![cover image](https://wikiwandv2-19431.kxcdn.com/_next/image?url=https://upload.wikimedia.org/wikipedia/commons/thumb/4/4a/Kobo_Abe_01.jpg/640px-Kobo_Abe_01.jpg&w=640&q=50)
The Man Who Turned Into A Stick
From Wikipedia, the free encyclopedia
The Man Who Turned Into A Stick (棒になった男 – Bō ni natta otoko) is a one-act play written in 1957 by Kōbō Abe. It is the first of three plays written between 1957 and 1969[1] meant to symbolize the different stages of life, usually shown together. The first, representing birth, is The Suitcase. The second, The Cliff of Time, represents life itself, or The Process and the third, The Man who Turned into a Stick, is death. The play was first presented at Kinokuniya Hall in 1967.[2]
![Author of The Man Who Turned into a Stick, Kōbō Abe.](http://upload.wikimedia.org/wikipedia/commons/thumb/4/4a/Kobo_Abe_01.jpg/640px-Kobo_Abe_01.jpg)

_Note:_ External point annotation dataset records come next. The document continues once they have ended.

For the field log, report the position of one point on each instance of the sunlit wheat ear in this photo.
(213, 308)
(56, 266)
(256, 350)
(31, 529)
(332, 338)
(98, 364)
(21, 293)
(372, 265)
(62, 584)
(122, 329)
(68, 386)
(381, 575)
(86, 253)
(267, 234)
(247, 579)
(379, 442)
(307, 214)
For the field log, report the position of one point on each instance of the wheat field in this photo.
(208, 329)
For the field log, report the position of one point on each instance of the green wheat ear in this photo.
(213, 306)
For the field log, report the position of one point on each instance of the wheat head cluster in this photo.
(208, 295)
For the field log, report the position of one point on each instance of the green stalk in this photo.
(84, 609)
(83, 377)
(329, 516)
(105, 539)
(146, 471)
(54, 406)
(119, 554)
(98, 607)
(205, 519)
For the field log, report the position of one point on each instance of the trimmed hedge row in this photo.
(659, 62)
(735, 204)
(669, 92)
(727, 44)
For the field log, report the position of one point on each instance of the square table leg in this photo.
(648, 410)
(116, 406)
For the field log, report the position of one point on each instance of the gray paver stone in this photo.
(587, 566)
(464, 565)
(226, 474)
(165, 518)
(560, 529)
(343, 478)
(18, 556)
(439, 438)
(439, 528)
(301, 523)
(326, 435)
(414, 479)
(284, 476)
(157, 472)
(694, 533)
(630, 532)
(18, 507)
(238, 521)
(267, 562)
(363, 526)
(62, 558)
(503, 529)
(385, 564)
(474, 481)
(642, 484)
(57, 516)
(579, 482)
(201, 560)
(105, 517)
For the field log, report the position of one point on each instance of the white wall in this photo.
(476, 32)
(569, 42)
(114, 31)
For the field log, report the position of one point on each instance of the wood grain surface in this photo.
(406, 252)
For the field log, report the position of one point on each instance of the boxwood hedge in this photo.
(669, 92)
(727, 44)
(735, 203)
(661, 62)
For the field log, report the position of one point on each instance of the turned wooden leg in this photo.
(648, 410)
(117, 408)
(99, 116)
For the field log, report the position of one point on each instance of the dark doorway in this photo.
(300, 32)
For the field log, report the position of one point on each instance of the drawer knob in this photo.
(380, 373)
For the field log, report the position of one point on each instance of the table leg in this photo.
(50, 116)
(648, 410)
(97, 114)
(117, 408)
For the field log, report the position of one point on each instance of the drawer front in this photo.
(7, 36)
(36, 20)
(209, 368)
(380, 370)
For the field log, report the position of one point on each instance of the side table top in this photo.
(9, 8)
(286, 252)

Scholar Donald Keene translated all three plays in 1975, which are published in The Man Who Turned into a Stick: Three Related Plays.[2] This play has been considered as a main example of the current of magic realism in Japanese literature. Hideo Kojima has referred to the play as thematic inspiration for the 2019 video game Death Stranding, alongside Abe's 1950 short story The Stick.